Saturday, September 20, 2008

One Week That Shook The World

This was a week to remember. Students a hundred years from now will be writing doctoral theses on what happened in the last seven days (and in the week to come), and scholars will still be arguing over what precisely happened. This is History with a capital “H,” a turning point in the affairs of the nation and of mankind so fundamental that not a single man, woman or child on this planet will be able to avoid its effects.


For the great industrial nations, especially the United States, the course of history has been drastically altered. Even our dreams will have to adapt to the new financial and economic realities.


By Thursday of this week it had become apparent that the U.S. Treasury bailout of American International Group had bandaged one major wound to the system of credit in this country, but a $89.2 billion run on mutual funds (long considered one of the safest investments this side of a savings account) was threatening to dry up most of the available investment capital available in the United States and the Free World.


Making matters worse, the fall of Lehman Brothers, Bear Stearns, Merrill Lynch, Freddie Mac, Fanny Mae and the inability of Washington Mutual to find any bidders for their assets had dealt confidence in the banks a seeming deathblow. People were wondering aloud by Thursday afternoon if Morgan Stanley and Goldman Sachs were next to go. The financial underpinnings of the real estate industry were crumbling.
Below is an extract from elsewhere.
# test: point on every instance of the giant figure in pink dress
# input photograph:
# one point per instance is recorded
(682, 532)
Within days, perhaps even hours, the deluge would come. The last great investment banks would close, the stock market would crash, mutual funds (and thus the world’s investment capital) would be drained dry by panicked investors and the developed world, including all of the Americas, Europe, Russia, India and the Pacific Rim nations would be thrust into a protracted and catastrophic economic depression that made no distinction between capitalist or socialist systems. All would suffer deeply.
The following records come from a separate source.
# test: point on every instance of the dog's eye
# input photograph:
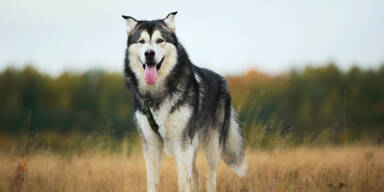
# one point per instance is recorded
(159, 40)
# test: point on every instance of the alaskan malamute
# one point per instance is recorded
(178, 106)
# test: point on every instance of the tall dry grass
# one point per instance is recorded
(302, 169)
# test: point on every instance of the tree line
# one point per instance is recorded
(316, 104)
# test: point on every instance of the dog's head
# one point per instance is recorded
(152, 51)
The United States Government, the only entity on the planet big enough and powerful enough to have a chance at avoiding this global catastrophe, has decided to effect a revolution in the relationship between Government and the private sector every bit as profound as the New Deal. The United States is becoming the real estate owner of last resort. Only instead of phasing these massive changes in over six or seven years, we intend to write the program this weekend and enact it as law next week.
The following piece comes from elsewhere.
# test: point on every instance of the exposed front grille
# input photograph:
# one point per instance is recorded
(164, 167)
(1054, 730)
The United States is undertaking to acquire the “toxic assets” of the banking system –the home loans, especially, that are in danger of foreclosure, the exotic derivatives based on real estate and so forth…to the tune of as much as one trillion dollars ($1,000bn). This will free up the resources of the banks needed to fund economic expansion.


The alternative, which was to let the banks fold, would have meant a freeze or a collapse of credit in this country, bringing the economy to a screeching halt and negatively impacting every American family.


Since the great banks of the world are so intimately interconnected, it is also likely that the misery would not have been limited to the United States –a notion appreciated by investors world wide in the past week.


Government is also coming to the rescue of the mutual funds industry. President Bush announced that the United States will extend dollar-for-dollar insurance to mutual fund investors.

So far so good. The details are being hashed out even as I write these words by Federal Reserve Bank officials, Treasury Department representatives and congressional leaders. The final product, if it is not a horn of plenty including every goodie that well connected congressmen and senators could wish for, it will be passed by Congress and signed into law in the next few days.


If it works, like the government’s Resolution Trust Corporation, it will be one of the great achievements in this history of the Republic. But it will come at a price.


Where do we get the $1,000,000,000,000? We can’t borrow that much from the Chinese. We can’t print it because the dollar has already lost too much of its value. It will have to come from taxes. And if it does, we will not have a lot of money left over for national health care, global warming, alternative energy, an expanded military, college for all, and the other items on the Democratic and Republican wish lists.

This may also mean the end of Reaganomics, which had a lovely run from 1983 to date under four presidents. One of the central props of the system, de-regulation, is doomed. Not that regulation would have prevented the bad banking and management practices that got us into this mess, but the people and the politicians will definitely re-burden the private sector with tons of paperwork after this.


The other prop of Reaganomics, affordable taxes, may also go by the boards. My math may be faulty but if we need one trillion dollars that means every man woman and child in the United States will have to kick in an additional $3,322 in taxes to obtain the money.


We may not be ready to exhale just yet, but we have more hope this evening than we have seen in months.